David's demand curve for gasoline can be derived by maximizing his utility function subject to his budget constraint. The curve cannot be specified numerically without additional information on prices and income but will typically be a downward-sloping line on a graph showing the inverse relationship between price and quantity demanded.

Step-by-step explanation:

The student's question involves the derivation of a demand curve for gasoline in the context of David's utility function U (q₁, q₂) = 60q₁⁰.² q₂⁰.⁸, where q₁ is the quantity of gasoline, and q₂ is the quantity of bread. To find David's demand curve for gasoline, we have to utilize the concept of utility maximization subject to a budget constraint, which is Income (Y) = p₁q₁ + p₂q₂.

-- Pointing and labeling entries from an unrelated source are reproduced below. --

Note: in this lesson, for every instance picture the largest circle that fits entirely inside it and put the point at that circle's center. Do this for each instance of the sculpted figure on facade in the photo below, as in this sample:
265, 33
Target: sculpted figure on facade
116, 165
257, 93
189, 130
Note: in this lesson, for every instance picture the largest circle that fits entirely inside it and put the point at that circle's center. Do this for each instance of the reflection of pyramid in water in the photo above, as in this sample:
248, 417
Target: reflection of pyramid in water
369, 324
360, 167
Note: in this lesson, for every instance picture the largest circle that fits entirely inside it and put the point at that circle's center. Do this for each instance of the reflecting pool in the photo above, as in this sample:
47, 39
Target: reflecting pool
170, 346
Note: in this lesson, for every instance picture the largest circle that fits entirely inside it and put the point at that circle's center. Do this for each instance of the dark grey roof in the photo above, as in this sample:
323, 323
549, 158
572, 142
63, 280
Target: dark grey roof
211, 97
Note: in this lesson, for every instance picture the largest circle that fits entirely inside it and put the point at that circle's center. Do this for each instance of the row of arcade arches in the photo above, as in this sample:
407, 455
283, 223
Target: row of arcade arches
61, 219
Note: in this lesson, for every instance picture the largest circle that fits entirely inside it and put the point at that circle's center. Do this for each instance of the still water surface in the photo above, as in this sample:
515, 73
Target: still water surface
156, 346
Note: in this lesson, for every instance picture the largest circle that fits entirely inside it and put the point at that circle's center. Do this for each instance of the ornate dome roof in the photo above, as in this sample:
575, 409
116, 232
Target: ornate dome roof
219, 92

Applying the method of Lagrange multipliers or the substitution method to this utility maximization problem would provide us with a demand function for gasoline in terms of its price p₁, the price of bread p₂, and David's income Y. Unfortunately, without additional details, such as the exact prices and David's income, we cannot provide a numerical demand function.

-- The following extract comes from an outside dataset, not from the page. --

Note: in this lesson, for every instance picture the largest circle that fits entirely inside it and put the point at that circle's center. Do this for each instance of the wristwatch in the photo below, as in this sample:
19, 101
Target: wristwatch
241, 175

However, with the given information, we can explain the general approach and clarify that the demand for gasoline will be a function of these variables. The demand curve will be downward sloping, representing the inverse relationship between the price of gasoline and the quantity demanded. For a graphical representation, if we had the specific demand function, we could plot this relationship with price on the vertical axis and quantity on the horizontal axis.